Los argentinos habían vuelto a perder Las Malvinas evitando el último combate al tirar sus armas y rendirse. En 1986 Argentina pareció encargarle a Maradona que tomara venganza, que reivindicara al ejército que el general Leopoldo Fortunato Galtieri no supo mandar ni aprovisionar. En el partido con los ingleses, Maradona anotó el mejor gol de la historia de los mundiales. Pero el primero lo marcó descaradamente con una mano hecha puño. Fue asqueroso que la prensa adicta lla­mara a esa “la mano de Dios”. Era una manera casi peronista de profesar la fe. Era casi la explicación de por qué Borges decidió dictar una conferencia literaria el mismo día en que Argentina ganó en Buenos Aires el campeonato de 1978 (aquel del sospechoso 6-0 al servicial Perú).

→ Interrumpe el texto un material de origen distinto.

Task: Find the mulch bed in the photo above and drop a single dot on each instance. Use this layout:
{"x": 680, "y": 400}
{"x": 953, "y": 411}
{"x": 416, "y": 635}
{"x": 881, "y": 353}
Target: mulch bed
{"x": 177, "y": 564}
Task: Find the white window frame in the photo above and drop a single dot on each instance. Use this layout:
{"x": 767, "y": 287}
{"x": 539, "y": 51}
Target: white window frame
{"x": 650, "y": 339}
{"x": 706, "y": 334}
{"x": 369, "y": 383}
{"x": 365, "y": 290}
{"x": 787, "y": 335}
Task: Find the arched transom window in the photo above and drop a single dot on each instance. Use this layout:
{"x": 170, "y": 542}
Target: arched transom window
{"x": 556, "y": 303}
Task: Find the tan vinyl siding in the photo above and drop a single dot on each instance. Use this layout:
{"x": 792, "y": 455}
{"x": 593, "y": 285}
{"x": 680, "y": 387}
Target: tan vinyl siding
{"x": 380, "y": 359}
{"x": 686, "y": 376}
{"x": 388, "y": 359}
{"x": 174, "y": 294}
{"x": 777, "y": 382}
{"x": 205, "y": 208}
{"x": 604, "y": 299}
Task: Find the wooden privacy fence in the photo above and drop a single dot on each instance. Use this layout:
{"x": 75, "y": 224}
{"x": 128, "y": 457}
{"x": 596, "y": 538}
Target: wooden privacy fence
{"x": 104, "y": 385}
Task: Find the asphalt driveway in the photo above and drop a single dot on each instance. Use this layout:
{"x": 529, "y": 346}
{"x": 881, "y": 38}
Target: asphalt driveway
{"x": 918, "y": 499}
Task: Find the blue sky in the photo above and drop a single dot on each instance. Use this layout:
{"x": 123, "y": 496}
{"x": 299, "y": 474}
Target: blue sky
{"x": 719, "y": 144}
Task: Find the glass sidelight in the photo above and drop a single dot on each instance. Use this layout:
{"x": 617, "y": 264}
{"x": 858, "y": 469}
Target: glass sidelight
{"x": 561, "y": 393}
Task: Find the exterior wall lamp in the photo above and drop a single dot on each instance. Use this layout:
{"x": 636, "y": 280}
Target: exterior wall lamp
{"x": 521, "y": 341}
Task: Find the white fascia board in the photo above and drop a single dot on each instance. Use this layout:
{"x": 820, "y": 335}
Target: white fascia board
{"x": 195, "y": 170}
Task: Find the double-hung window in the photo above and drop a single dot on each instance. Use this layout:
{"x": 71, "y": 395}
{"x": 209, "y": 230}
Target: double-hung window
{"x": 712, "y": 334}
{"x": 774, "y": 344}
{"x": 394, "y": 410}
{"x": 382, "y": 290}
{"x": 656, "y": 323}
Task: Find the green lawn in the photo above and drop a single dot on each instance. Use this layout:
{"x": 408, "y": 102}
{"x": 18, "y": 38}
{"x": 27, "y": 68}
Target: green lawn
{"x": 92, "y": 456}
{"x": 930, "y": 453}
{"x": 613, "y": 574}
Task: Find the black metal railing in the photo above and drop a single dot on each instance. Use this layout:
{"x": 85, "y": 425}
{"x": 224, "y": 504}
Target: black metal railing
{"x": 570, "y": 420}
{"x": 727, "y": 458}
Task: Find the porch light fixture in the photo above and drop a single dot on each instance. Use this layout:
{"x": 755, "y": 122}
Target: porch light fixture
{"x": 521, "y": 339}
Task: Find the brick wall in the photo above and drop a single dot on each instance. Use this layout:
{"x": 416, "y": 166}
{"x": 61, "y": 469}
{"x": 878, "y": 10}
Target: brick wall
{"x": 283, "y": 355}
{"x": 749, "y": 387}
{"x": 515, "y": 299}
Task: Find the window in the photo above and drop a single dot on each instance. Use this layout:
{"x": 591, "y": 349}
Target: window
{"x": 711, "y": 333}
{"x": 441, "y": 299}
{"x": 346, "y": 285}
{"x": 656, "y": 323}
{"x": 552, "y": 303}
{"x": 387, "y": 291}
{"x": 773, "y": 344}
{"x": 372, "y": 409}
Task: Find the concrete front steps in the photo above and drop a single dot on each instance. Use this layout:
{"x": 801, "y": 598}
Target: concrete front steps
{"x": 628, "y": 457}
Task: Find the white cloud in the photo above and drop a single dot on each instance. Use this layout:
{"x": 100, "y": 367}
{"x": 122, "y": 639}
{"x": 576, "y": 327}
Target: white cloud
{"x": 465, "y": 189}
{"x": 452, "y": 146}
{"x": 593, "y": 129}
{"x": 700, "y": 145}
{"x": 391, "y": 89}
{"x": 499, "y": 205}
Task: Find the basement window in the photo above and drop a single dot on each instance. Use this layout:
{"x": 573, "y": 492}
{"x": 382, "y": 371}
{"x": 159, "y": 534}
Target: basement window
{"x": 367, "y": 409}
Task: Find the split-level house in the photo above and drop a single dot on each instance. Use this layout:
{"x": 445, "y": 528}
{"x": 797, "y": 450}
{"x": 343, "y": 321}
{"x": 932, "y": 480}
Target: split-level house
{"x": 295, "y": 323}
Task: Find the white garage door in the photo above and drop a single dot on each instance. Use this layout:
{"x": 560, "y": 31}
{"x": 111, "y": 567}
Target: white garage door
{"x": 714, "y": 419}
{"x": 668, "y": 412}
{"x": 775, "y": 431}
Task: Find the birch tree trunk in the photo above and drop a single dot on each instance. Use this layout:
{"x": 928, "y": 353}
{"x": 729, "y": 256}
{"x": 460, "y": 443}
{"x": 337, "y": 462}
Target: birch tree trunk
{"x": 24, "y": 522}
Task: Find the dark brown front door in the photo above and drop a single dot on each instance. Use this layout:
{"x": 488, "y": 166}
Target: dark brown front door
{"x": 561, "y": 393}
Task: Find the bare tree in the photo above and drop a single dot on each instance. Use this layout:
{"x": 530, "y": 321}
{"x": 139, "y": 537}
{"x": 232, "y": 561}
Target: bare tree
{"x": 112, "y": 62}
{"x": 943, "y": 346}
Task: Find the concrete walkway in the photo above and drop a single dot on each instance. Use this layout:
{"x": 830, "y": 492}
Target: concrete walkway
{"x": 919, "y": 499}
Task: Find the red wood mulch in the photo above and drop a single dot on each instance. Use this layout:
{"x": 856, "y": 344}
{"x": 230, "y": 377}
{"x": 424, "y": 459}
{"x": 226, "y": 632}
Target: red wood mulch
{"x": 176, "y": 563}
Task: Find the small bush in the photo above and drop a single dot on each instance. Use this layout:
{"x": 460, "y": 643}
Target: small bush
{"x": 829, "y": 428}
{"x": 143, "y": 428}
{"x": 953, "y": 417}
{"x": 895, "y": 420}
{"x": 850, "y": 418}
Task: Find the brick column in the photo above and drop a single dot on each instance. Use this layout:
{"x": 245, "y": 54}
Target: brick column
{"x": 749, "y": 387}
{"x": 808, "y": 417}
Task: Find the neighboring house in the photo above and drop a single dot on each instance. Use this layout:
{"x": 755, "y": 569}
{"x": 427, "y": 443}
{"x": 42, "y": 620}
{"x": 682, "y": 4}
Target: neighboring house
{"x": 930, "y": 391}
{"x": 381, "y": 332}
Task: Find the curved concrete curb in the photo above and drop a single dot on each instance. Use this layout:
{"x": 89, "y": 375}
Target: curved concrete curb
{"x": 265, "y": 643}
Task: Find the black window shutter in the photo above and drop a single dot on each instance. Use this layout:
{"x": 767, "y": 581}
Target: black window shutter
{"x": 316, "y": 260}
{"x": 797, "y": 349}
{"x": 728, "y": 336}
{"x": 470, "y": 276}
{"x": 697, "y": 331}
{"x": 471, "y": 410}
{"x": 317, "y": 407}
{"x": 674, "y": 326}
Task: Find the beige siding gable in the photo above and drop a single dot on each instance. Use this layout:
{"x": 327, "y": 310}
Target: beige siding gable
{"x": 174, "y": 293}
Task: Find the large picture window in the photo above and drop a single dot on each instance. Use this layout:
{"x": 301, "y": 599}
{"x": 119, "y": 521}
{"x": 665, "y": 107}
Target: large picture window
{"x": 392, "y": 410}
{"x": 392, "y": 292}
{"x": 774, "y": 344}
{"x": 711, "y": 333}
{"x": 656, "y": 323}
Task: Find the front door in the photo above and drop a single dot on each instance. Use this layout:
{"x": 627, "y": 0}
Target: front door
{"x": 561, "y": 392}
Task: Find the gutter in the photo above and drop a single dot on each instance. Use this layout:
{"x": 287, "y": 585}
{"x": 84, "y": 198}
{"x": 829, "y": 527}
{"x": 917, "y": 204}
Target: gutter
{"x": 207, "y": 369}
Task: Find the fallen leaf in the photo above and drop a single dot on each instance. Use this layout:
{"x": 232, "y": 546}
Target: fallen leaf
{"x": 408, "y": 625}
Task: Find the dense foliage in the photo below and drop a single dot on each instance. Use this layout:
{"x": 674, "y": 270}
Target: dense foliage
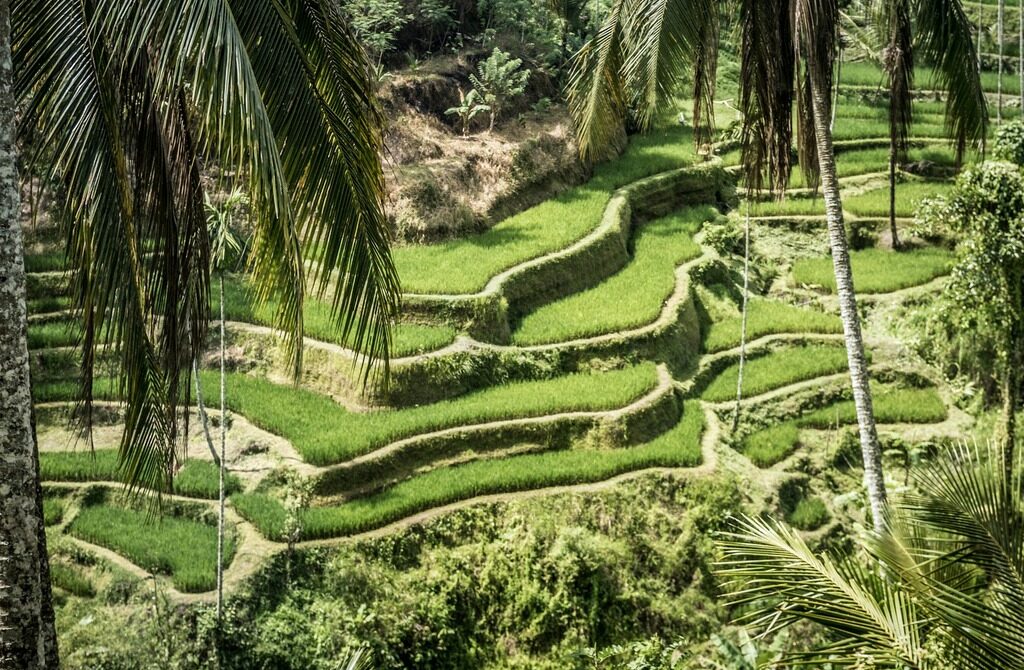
{"x": 525, "y": 585}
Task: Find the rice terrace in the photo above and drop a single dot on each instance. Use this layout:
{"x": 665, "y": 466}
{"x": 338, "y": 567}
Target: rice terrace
{"x": 627, "y": 334}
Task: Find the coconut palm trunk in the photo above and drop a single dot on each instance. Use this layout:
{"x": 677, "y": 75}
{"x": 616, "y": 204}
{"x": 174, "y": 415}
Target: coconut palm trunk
{"x": 28, "y": 640}
{"x": 223, "y": 451}
{"x": 873, "y": 477}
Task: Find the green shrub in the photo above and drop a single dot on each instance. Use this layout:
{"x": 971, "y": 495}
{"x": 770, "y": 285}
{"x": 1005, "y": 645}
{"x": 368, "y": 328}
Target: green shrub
{"x": 724, "y": 239}
{"x": 1009, "y": 143}
{"x": 679, "y": 447}
{"x": 183, "y": 548}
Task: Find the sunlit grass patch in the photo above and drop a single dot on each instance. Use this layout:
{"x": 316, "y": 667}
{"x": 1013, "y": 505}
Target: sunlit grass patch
{"x": 908, "y": 198}
{"x": 465, "y": 265}
{"x": 53, "y": 509}
{"x": 199, "y": 478}
{"x": 181, "y": 547}
{"x": 679, "y": 447}
{"x": 72, "y": 580}
{"x": 53, "y": 333}
{"x": 777, "y": 369}
{"x": 771, "y": 445}
{"x": 769, "y": 318}
{"x": 808, "y": 514}
{"x": 629, "y": 298}
{"x": 878, "y": 270}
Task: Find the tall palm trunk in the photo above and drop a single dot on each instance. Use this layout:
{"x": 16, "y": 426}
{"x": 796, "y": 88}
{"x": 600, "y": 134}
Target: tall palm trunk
{"x": 742, "y": 326}
{"x": 28, "y": 640}
{"x": 873, "y": 477}
{"x": 223, "y": 441}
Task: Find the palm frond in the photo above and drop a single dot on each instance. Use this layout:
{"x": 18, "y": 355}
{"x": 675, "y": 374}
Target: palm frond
{"x": 898, "y": 64}
{"x": 196, "y": 45}
{"x": 767, "y": 562}
{"x": 816, "y": 40}
{"x": 596, "y": 95}
{"x": 664, "y": 38}
{"x": 944, "y": 39}
{"x": 766, "y": 93}
{"x": 73, "y": 99}
{"x": 313, "y": 75}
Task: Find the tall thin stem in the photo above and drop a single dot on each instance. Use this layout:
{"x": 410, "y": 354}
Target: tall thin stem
{"x": 223, "y": 442}
{"x": 742, "y": 325}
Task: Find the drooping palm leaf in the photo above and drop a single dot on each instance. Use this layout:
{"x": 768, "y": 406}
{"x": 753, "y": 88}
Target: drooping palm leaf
{"x": 765, "y": 561}
{"x": 329, "y": 124}
{"x": 943, "y": 38}
{"x": 73, "y": 102}
{"x": 766, "y": 93}
{"x": 638, "y": 59}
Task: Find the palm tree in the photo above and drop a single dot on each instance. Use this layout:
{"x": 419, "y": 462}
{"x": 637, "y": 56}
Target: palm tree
{"x": 942, "y": 586}
{"x": 125, "y": 102}
{"x": 787, "y": 55}
{"x": 28, "y": 638}
{"x": 943, "y": 36}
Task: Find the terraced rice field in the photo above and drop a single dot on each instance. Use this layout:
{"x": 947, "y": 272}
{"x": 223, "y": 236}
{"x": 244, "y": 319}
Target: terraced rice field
{"x": 576, "y": 383}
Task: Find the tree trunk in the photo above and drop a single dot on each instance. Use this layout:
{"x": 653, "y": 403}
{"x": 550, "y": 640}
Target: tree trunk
{"x": 742, "y": 326}
{"x": 873, "y": 477}
{"x": 998, "y": 79}
{"x": 223, "y": 441}
{"x": 28, "y": 640}
{"x": 892, "y": 192}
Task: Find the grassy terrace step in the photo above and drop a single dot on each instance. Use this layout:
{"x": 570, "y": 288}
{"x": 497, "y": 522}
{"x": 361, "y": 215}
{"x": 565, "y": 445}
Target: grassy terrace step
{"x": 197, "y": 478}
{"x": 872, "y": 203}
{"x": 677, "y": 448}
{"x": 766, "y": 317}
{"x": 630, "y": 298}
{"x": 777, "y": 369}
{"x": 408, "y": 338}
{"x": 325, "y": 432}
{"x": 869, "y": 74}
{"x": 465, "y": 265}
{"x": 878, "y": 270}
{"x": 769, "y": 446}
{"x": 181, "y": 547}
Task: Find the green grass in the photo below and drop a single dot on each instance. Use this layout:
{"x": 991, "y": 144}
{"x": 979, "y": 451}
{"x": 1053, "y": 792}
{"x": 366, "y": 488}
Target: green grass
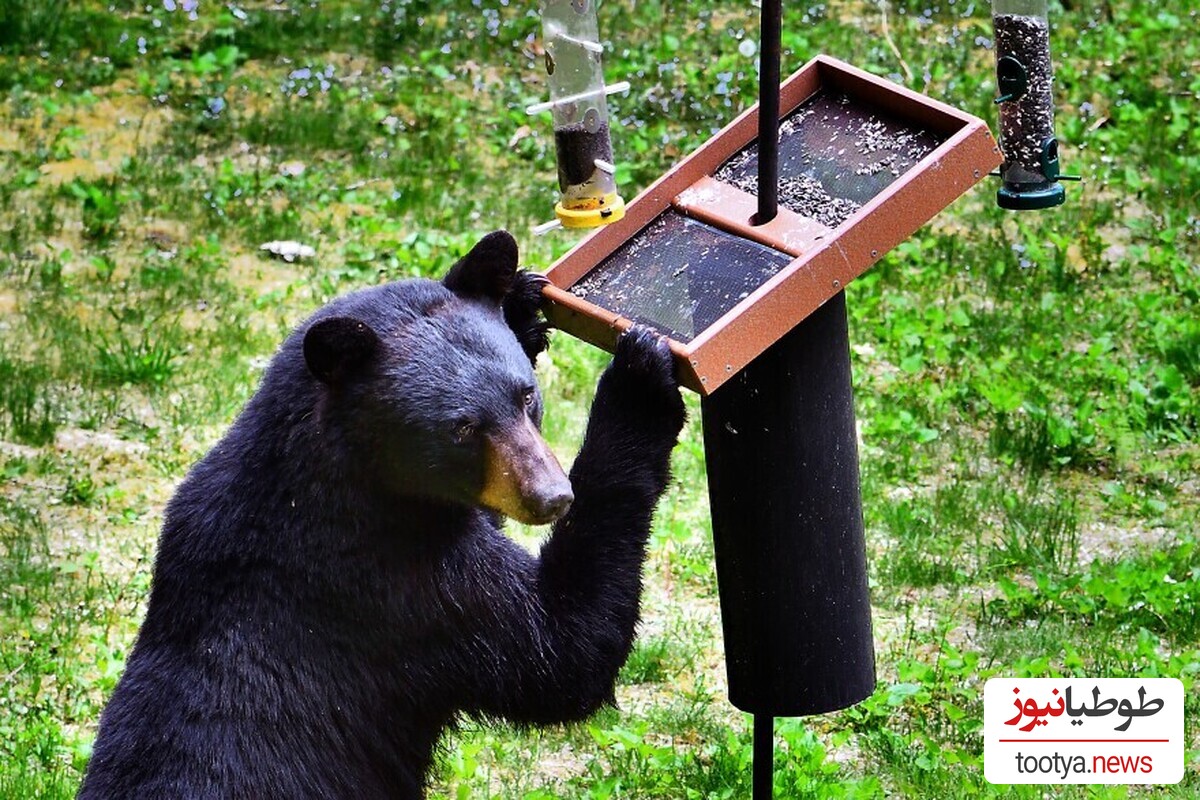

Ese fue, para mí, el día en que quedó claro que las reglas, el juego limpio, el honor y la decencia que­daban desterrados del fútbol.

A partir de allí, todo valió. Todo fue aceptable. Todo pareció normal. Los arbitrajes se podían comprar o ame­drentar. Las apuestas pesaban tanto que la Juventus hubo de ser castigada con la baja de categoría por haber es­tado institucionalmente comprome­tida en una mafia que jugaba con la predicción de los resultados, la FIFA administraba el negocio como si de un casino se tratara: creando copas estúpidas, apéndices inexplicables. Todo con tal de que la gallina pusiera huevos de oro dignos de las plantillas hipertrofiadas que arrastraban los clu­bes. La UEFA fue el mayor inventor de esta falsa abundancia.

Maradona fue un gran jugador y una horrenda persona. Pero la prensa deportiva peruana, coloni­zada desde hace mucho tiempo por la bonaerense, siempre lo tuvo entre sus intocables. No importaba que se drogara, que lanzara balines a los periodistas, que apareciera como un zombi deletreando idioteces. Seguía teniendo “la mano de dios”, que también era la de la cocaína.

El señor Jorge Barraza, colaborador asiduo de “El Comercio”, comparó hace poco a Maradona con Leonardo da Vinci (30 de noviembre del 2020) y anunció que en el ae­ropuerto de Ezeiza se erguiría una estatua del futbolista. Ella sería lo primero que vieran los turistas que llegaran a Buenos Aires. Y añadió: “Desde el día que cerró sus ojos para siempre, (Maradona) es nuestra más contundente marca país”.

No Hernández. No Cortázar. No Piazzolla. No Gardel. No Evita. No Lugones. No San Martín. No el Papa. Sí “la mano de dios”.